November 09, 2008

Sequoia Capital Death Spiral Presentation

This presentation from Sequoia Capital circled the internet a couple thousand times --- a presentation that suggests startups might be well-served by taking a hatchet to expenses now, rather than going through a death spiral of tiny cuts.

The theory sounds good. Of course, Sequoia Capital didn't offer any evidence that this is the best strategy. But it is a nice presentation with lots of graphs indicating pending doom.

All of you who run
Multichannel Forensics forecasts know the real impact of cuts in marketing, don't you?
  • Brands in "Retention Mode" face dire long-term growth and profit consequences by hacking marketing expense today. However, the hatchet-like approach will appear really positive in the short-term, because sales won't decrease much this year.
  • Brands in "Hybrid Mode" have a lot of options for cutting marketing expense.
  • Brands in "Acquisition Mode" can take a hatchet to marketing expense, knowing that because they do not retain customers at a sufficient rate, the business will bounce back quickly when the economy returns.
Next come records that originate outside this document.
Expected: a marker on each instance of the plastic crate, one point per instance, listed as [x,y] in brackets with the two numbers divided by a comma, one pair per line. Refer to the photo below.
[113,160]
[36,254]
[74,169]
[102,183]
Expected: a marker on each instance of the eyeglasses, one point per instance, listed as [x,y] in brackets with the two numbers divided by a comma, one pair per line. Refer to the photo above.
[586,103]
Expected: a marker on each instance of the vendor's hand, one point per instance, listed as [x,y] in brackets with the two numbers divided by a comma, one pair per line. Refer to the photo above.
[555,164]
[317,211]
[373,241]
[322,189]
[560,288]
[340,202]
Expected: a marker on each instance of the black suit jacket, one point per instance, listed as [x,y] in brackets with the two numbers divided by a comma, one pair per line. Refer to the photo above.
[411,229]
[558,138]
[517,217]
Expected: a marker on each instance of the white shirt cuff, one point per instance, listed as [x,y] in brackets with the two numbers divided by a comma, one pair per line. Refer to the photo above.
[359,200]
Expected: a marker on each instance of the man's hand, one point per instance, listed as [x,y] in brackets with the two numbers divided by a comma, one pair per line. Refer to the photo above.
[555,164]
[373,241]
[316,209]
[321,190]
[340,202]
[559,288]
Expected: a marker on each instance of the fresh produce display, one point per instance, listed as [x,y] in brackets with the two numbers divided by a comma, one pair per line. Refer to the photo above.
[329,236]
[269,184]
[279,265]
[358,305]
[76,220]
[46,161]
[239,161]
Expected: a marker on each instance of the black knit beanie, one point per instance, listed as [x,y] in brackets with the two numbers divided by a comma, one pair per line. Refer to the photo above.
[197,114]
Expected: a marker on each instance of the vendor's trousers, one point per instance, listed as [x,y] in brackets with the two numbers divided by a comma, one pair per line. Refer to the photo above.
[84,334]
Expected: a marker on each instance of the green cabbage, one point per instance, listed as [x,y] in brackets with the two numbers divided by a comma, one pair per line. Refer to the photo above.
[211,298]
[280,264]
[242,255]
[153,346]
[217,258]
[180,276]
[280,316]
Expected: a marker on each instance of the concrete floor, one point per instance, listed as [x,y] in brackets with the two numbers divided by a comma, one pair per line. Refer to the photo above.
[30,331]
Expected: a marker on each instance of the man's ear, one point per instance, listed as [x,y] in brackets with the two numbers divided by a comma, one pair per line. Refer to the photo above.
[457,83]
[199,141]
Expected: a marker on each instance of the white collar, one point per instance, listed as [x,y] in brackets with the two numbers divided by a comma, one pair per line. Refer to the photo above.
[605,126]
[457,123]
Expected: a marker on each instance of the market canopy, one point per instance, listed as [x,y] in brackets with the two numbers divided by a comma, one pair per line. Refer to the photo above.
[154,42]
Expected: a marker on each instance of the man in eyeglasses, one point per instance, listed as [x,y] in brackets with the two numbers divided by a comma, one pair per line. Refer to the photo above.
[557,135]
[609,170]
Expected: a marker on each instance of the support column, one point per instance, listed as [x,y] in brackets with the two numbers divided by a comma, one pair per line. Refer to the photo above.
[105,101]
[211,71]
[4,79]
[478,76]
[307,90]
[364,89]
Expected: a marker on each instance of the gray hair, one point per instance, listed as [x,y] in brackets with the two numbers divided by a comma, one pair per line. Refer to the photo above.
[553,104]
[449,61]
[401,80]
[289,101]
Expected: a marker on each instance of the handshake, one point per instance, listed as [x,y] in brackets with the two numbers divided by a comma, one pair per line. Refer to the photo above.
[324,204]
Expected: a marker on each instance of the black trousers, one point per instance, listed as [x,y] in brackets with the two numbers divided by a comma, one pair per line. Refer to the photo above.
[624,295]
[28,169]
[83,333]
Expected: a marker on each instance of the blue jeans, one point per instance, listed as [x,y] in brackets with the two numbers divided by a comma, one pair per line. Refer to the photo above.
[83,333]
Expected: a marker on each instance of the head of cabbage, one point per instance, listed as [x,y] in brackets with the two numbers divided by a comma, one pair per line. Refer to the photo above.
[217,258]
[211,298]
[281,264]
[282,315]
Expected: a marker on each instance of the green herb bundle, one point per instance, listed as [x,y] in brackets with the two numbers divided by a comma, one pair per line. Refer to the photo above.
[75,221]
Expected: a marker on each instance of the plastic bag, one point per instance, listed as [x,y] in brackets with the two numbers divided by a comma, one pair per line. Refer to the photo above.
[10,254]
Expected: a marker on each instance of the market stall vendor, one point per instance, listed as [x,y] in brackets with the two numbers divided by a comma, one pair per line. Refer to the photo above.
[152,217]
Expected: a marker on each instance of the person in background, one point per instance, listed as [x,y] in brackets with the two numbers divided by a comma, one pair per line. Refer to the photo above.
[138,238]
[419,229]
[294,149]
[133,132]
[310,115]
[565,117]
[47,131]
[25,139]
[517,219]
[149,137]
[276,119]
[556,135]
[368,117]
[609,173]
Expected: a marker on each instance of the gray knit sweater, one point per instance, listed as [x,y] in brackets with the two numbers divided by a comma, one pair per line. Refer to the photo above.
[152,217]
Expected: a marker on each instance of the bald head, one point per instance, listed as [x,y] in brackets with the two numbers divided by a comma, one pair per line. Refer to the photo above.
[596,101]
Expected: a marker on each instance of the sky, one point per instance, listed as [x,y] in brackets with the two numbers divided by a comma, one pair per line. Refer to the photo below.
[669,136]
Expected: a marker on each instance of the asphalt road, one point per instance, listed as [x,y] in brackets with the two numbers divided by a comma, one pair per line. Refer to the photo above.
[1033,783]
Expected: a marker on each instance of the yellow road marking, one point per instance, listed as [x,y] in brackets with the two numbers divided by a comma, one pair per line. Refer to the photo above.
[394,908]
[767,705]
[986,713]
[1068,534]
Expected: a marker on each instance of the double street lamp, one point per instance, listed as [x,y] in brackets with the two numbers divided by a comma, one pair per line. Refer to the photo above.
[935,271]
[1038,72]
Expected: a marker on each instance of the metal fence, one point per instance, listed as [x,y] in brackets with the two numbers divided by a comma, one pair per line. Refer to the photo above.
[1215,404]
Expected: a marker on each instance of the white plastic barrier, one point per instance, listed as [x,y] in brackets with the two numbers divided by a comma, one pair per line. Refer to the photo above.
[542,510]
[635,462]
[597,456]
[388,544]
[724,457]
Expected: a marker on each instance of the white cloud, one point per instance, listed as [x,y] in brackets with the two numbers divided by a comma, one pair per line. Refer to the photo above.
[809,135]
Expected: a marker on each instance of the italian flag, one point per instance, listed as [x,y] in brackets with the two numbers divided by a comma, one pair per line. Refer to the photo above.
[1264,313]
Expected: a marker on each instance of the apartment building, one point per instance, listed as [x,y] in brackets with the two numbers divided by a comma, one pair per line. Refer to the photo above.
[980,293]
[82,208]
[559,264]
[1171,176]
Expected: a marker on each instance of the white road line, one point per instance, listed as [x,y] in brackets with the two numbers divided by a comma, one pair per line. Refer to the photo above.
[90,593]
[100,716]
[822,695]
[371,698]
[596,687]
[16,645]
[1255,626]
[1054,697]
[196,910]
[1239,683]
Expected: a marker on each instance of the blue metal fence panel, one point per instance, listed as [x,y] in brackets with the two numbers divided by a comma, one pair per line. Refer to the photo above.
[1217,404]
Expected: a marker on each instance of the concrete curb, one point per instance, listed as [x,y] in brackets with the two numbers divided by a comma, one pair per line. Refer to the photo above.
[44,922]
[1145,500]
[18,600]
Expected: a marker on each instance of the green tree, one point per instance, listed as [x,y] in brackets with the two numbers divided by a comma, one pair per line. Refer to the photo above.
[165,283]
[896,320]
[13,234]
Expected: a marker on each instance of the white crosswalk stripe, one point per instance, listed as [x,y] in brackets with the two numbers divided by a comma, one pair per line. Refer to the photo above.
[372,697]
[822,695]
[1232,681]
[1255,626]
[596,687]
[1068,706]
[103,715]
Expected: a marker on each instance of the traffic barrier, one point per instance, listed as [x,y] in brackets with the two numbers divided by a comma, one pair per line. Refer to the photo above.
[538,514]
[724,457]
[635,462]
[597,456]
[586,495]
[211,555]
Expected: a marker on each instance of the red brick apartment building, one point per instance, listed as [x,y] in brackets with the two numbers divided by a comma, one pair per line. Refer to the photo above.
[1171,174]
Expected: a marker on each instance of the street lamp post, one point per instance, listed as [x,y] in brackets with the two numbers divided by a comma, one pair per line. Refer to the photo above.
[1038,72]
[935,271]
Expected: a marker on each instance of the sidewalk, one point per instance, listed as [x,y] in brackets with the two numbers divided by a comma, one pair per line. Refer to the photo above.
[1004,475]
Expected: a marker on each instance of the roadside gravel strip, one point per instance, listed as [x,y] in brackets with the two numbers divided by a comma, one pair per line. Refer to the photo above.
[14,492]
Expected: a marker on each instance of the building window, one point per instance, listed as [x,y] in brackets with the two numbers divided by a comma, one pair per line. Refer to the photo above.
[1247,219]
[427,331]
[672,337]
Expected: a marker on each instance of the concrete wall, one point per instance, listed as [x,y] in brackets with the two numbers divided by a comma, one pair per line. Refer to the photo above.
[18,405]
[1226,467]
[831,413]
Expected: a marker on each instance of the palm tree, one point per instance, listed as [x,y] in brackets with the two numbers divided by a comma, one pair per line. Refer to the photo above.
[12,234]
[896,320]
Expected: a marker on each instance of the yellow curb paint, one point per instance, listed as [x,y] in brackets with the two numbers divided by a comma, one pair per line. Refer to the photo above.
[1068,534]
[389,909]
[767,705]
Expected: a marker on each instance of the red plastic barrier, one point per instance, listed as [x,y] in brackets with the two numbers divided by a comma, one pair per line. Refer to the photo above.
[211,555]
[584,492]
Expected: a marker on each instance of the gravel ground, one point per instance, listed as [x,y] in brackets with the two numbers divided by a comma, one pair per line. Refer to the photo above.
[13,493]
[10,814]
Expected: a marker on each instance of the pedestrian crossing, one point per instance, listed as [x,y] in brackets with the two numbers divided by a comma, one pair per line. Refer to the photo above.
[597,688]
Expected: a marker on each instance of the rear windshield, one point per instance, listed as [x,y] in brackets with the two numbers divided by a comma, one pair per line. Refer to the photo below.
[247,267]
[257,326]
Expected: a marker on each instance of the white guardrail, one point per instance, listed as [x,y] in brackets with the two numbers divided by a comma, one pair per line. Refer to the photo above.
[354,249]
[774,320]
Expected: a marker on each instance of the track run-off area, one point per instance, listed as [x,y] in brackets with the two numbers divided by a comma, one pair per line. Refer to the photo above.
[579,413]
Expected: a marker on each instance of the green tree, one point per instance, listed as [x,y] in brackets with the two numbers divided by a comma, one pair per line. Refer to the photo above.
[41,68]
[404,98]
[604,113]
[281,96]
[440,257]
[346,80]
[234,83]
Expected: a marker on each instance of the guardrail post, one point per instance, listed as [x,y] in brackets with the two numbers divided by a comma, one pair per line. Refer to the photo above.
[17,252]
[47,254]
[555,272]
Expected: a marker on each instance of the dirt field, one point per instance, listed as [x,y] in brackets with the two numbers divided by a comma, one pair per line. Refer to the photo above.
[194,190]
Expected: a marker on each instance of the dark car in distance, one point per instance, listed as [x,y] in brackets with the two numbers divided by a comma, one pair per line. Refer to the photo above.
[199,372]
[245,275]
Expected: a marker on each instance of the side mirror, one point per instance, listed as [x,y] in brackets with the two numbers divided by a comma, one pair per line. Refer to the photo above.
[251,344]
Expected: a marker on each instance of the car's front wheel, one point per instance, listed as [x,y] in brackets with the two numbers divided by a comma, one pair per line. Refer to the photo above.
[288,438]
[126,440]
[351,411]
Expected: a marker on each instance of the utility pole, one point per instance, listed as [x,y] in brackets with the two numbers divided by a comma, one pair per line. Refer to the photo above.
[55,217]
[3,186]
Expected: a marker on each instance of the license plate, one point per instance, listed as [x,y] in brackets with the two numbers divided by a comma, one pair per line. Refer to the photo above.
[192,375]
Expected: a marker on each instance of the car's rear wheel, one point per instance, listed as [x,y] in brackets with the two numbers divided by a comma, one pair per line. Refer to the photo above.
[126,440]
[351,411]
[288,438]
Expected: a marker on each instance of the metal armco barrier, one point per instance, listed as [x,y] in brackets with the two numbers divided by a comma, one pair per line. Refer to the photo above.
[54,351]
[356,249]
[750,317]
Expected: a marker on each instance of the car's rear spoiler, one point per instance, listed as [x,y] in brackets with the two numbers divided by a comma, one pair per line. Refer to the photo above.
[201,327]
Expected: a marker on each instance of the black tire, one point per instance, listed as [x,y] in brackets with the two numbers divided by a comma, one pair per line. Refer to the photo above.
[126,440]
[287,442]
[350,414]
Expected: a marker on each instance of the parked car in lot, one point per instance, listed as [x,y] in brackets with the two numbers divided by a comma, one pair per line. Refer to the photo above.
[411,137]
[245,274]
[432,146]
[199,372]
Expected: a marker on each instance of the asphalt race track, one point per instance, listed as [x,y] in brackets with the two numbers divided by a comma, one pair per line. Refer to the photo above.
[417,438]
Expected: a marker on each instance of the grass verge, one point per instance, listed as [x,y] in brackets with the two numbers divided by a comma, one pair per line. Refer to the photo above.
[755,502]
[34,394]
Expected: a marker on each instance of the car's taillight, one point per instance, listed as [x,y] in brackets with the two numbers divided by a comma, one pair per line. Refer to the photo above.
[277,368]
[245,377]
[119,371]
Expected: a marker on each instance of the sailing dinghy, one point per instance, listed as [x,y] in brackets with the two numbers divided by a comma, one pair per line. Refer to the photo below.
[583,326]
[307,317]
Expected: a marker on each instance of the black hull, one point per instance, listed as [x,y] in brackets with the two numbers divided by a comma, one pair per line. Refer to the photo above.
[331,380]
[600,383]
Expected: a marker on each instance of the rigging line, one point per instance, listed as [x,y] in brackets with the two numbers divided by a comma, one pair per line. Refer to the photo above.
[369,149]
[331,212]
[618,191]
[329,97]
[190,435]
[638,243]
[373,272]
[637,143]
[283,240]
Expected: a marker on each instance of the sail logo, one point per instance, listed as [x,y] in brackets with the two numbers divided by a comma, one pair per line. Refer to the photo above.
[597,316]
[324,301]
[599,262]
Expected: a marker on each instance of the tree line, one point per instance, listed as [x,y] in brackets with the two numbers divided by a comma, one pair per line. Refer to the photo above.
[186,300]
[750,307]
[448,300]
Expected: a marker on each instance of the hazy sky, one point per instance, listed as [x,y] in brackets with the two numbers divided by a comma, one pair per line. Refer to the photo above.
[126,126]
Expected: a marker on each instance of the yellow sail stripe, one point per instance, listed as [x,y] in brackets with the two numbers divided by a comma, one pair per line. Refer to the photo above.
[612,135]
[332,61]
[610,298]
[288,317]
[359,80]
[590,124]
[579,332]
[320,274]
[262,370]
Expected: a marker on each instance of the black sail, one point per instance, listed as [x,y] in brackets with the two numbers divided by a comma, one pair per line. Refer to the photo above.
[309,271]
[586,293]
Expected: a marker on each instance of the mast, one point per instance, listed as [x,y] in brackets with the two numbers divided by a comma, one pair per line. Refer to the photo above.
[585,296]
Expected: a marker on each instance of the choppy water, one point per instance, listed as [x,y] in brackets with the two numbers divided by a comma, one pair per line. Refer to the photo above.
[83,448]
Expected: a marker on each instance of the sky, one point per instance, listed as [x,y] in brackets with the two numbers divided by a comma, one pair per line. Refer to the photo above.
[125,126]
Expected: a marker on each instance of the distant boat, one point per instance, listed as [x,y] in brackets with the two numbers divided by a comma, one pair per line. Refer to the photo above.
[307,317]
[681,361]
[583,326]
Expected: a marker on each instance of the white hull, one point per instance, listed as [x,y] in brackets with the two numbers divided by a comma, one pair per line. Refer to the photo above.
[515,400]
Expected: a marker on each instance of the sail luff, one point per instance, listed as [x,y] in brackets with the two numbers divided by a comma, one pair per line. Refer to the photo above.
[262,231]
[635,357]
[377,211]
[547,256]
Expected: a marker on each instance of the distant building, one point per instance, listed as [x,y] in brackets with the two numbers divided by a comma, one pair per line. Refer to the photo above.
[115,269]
However, the hatchet-like approach will have dire consequences on top-line sales this year and next year.
Before taking the advice of a presentation that offers no proof that taking a hatchet to the business is the "best" advice, run a few scenarios for yourself. Your own data will lead you to self-evident conclusions, conclusions that may run counter to the advice of the folks who created this presentation. Or the data may correlate well with the advice in the presentation. But at least you will make the decision for yourself.

I'm confident you can build these tools yourself, if you need to. If not, I'll be happy to help.